Meskipun menyehatkan, sebenarnya tak semua makanan organik menguntungkan. Ada beberapa mitos seputar makanan organik yang harus diluruskan. Dengan memahaminya, Anda dapat menggunakan makanan organik dengan tepat.
1. Organik selalu aman dan baik bagi lingkungan?
Organik memang ditanam di tanah yang tidak terkontaminasi kandungan kimia atau disiram dengan pestisida dan jenis zat kimia lain seperti halnya lahan pertanian biasa. Namun begitu, sejak lahan pertanian organik hanya memproduksi setengah dari produksi pertanian konvensional, penanaman organik menjadi memboroskan lahan dalam penanaman buah dan sayuran.

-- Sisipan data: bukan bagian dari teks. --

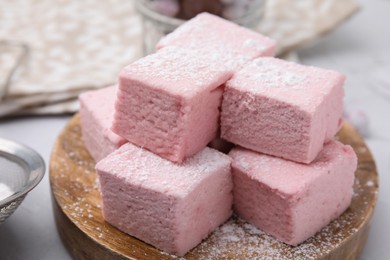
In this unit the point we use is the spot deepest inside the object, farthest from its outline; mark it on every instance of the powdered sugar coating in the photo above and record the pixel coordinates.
(170, 206)
(293, 201)
(141, 167)
(177, 71)
(282, 108)
(289, 82)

Dennis Avery dari Hudson Institute's Center for Global Food Issues memperkirakan pertanian sistem modern menghemat hingga 15 juta meter persegi pembukaan hutan dan habitat binatang liar. Jika seluruh dunia harus memilih penanaman organik, kita harus mengorbankan hutan hingga 10 juta mil persegi hutan.
2. Organik lebih banyak mengandung nutrisi?

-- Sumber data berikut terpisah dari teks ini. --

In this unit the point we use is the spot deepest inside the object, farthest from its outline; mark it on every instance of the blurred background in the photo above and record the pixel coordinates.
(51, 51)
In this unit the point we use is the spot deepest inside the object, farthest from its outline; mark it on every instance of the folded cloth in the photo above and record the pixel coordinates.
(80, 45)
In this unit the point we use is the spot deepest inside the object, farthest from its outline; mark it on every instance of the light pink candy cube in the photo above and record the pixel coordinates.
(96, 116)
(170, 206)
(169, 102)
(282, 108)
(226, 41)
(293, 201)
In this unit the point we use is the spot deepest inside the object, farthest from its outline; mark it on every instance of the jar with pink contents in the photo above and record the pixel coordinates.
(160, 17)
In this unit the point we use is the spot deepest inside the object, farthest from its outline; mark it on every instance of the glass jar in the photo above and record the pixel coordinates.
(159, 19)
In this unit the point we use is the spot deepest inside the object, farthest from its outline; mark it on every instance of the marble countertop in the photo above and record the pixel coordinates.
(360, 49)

Berbagai studi mengenai makanan organik selalu tidak konsisten. Ada yang menyebut kandungan vitamin C dalam tomat organik lebih ketimbang tomat biasa; ada juga yang menemukan kadar anti-kanker flavonoids pada jagung dan strawberi organik. Namun riset lainnya menyebutkan bahwa makanan organik tidak memiliki keunggulan lebih dalam hal kandungan nutrisi. Apa yang membuat perbedaan mencolok dalam hal kandungan nutrisinya adalah berapa lama ditanam dan disimpan di rak makanan. Bayam misalnya, bisa kehilangan setengah dari kadar foliatnya dalam selang waktu sepekan.

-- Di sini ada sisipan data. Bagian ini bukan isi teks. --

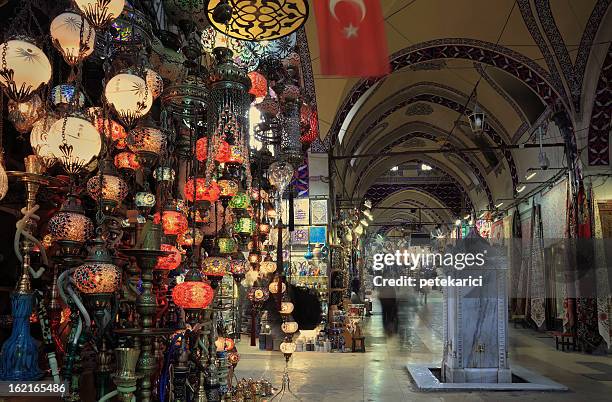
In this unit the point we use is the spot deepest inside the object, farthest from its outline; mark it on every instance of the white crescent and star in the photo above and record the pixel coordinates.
(350, 31)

3. Organik lebih enak rasanya?
Tak ada yang bisa mengungkapkannya kecuali dalam sebuah penelitian tentang apel, di mana yang jenis organik memang lebih unggul. Untuk memeroleh raspberries yang rasanya lebih alami atau asam-manis, Anda harus membelinya di tempat buah itu ditanam, pada musimnya dan tidak disimpan dalam jangka waktu lama. Kenyataannya, buah atau sayuran tidak akan lagi dalam kondisi terbaiknya bila sudah melewati penerbangan yang lama atau melewati proses pelapisan. Belum lagi bila harus tersimpan selama seminggu di pasar atau toko.
4. Tak perlu dicuci terlalu bersih seperti makanan biasa.
Seluruh produk organik, apakah dibeli dari toko grosir atau petani lokal di dekat rumah Anda, tetap rawan akan kontaminasi bakteri seperti E. coli. Tanah dan sumber pengairan yang terkontaminasi E. coli bisa menempel dan masuk dalam buah atau sayur. Melon, selada, tauge, tomat, bayam, daun bawang, bisa tercemar ketik mereka tumbuh dan dekat dengan tanah. Cara terbaik untuk mengatasinya adalah: Cuci semua produk dengan air yang mengalir.
5. Memakai organik = membantu petani kecil atau perusahaan ramah lingkungan?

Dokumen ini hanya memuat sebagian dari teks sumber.